He died with one cherished ambition unfulfilled. It had been his intention to play King Lear, a major Shakespearian role, in New York.
It had been his intention to play King Lear, a major Shakespearian role, in New York.
As he said in a BBC radio interview, he felt that this was a duty that he owed to Wales, his native land.
“I have to play Lear as a kind of obligation. I am, after all, the kind of authentic dark voice of my tortured part of the world, Wales and I have to play Lear because Lear is the only Welshman of any interest that Shakespeare wrote about. Lear, when he lets off steam, when he really lets go, is utterly Welsh. Hamlet is not. Hamlet is English but Lear is a Welshman.”
But, as Kenneth Hurren writes: “He had left it too late. Perhaps, given his state of health, even had he lived to play it, it would still have been too late.” (The Guardian Weekly, August 12, 1984)

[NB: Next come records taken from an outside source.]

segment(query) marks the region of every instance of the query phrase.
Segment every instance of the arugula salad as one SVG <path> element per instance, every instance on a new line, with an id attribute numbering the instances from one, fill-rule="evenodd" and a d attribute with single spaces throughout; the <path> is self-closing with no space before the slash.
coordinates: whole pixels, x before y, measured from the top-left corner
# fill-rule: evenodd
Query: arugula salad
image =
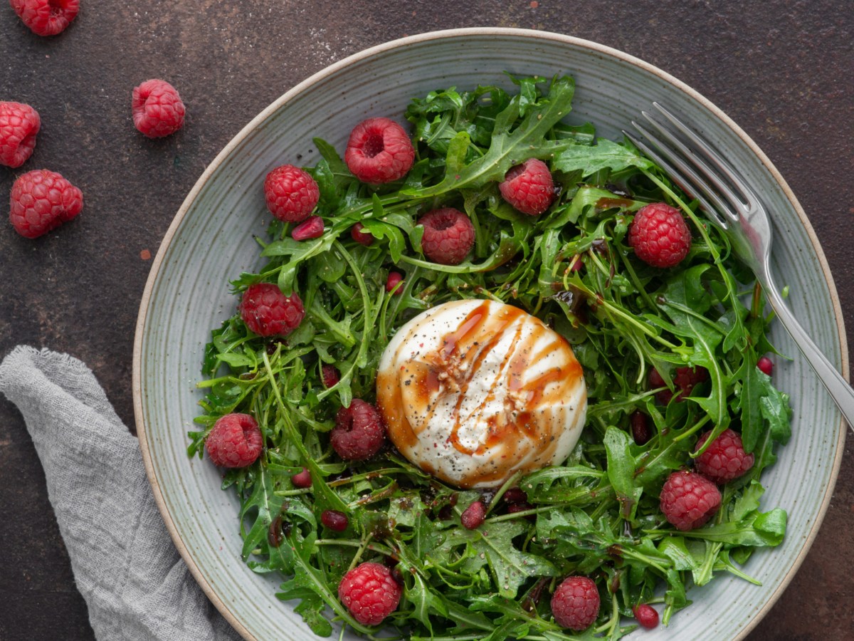
<path id="1" fill-rule="evenodd" d="M 188 452 L 202 456 L 225 415 L 257 420 L 260 457 L 225 471 L 222 484 L 240 499 L 239 553 L 253 571 L 281 575 L 277 596 L 295 601 L 318 635 L 340 622 L 370 638 L 617 639 L 637 627 L 638 604 L 655 606 L 666 625 L 691 603 L 692 585 L 724 573 L 756 583 L 740 566 L 783 538 L 786 513 L 760 506 L 761 476 L 789 438 L 791 410 L 757 367 L 775 350 L 752 274 L 697 203 L 630 142 L 570 124 L 571 78 L 511 79 L 513 91 L 452 87 L 414 98 L 403 115 L 414 163 L 392 183 L 360 182 L 315 138 L 321 158 L 305 170 L 319 187 L 322 235 L 297 241 L 293 224 L 272 221 L 258 239 L 264 266 L 231 284 L 235 294 L 258 283 L 298 292 L 305 318 L 271 338 L 236 313 L 207 345 L 203 413 Z M 498 190 L 529 158 L 547 164 L 557 193 L 535 217 Z M 645 264 L 628 243 L 635 212 L 651 203 L 677 208 L 690 228 L 690 250 L 675 268 Z M 473 247 L 459 264 L 422 251 L 418 218 L 438 207 L 456 208 L 473 224 Z M 356 223 L 373 236 L 370 246 L 351 239 Z M 399 293 L 386 290 L 391 271 L 403 277 Z M 375 402 L 380 356 L 395 332 L 424 310 L 467 298 L 518 307 L 571 344 L 588 411 L 569 458 L 489 491 L 443 483 L 391 445 L 366 461 L 342 461 L 330 445 L 336 414 L 354 399 Z M 340 373 L 331 386 L 324 365 Z M 668 399 L 661 392 L 678 392 L 680 368 L 708 375 Z M 653 371 L 660 386 L 651 384 Z M 643 438 L 633 432 L 639 415 Z M 705 525 L 676 529 L 659 508 L 663 484 L 692 469 L 728 428 L 752 467 L 720 487 L 720 508 Z M 293 481 L 303 468 L 310 487 Z M 504 495 L 518 489 L 524 509 L 508 510 Z M 485 520 L 469 529 L 460 516 L 476 501 Z M 346 515 L 346 528 L 324 525 L 325 510 Z M 401 583 L 400 603 L 381 626 L 360 623 L 338 597 L 345 573 L 367 561 L 394 568 Z M 580 633 L 558 625 L 549 609 L 570 574 L 593 579 L 601 599 L 595 622 Z"/>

This is true, not only of Richard Burton, but of all of us in this world. We enter the world from the most humble of beginnings. During our lives, we rise to varying stages of power, wealth and fame. But, however much we achieve, there is always some cherished ambition that remains unfulfilled. The words of the Prophet Mohammad, may peace be upon him, ring entirely true in this regard: “If a person has two pits full of treasure, he will desire a third. The only thing that can ever fill him is earth. But God relents towards those who turn to Him.” (Bukhari) Only if we focus our ambitions on the world after death can our ambitions find fulfilment.